The in-hospital mortality in this study was only 5.4%, with no significant difference between patients infected with MSSA and MRSA. Overall, these outcomes were relatively favorable compared with previous studies in which mortality rates varied from 13.3% to 20% [12,13]. The difference may be due to different study populations or different study designs. In addition, the five patients who died all had underlying diabetes mellitus, and diabetes mellitus was found to be the only significant poor prognostic factor. In contrast to other studies, we did not find that inappropriate empirical antibiotics were associated with a poor outcome [13].

In the present work, most of the patients had a final diagnosis of S. aureus arthritis after positive culture results from synovial fluid. Initial Gram stain examinations of the joint fluid showed Gram positive cocci in clusters in only twelve (12.9%) patients.

This study had several limitations. First, the sample size in this retrospective study may have been too small to perform meaningful risk factor analysis for mortality. Second, there were no available isolates clinically for molecular investigation, whether to study their genetic diversity, to determine clonal or genetic diversity, or to determine their classification of typical HA-MRSA or CA-MRSA clones. Although we had tried to investigate the epidemiologic data and establish the resistance profile of the tissue isolates—clonal spread, we did not make any progress. Third, the study was performed in two hospitals in southern Taiwan, and the conditions may not represent all S. aureus arthritis in Taiwan. Finally, we used all-cause mortality for outcome analysis and did not evaluate mortality attributable to septic arthritis.

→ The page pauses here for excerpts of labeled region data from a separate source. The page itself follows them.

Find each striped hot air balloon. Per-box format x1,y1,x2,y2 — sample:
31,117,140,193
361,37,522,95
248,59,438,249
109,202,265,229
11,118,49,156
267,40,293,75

In conclusion, this study in Taiwan showed a high prevalence of MRSA in patients with septic arthritis, even in community-acquired infections. Moreover, MRSA arthritis may be more likely to develop in elderly patients and in healthcare-associated infections than MSSA. Finally, diabetes mellitus was found to be associated with mortality in patients with S. aureus arthritis.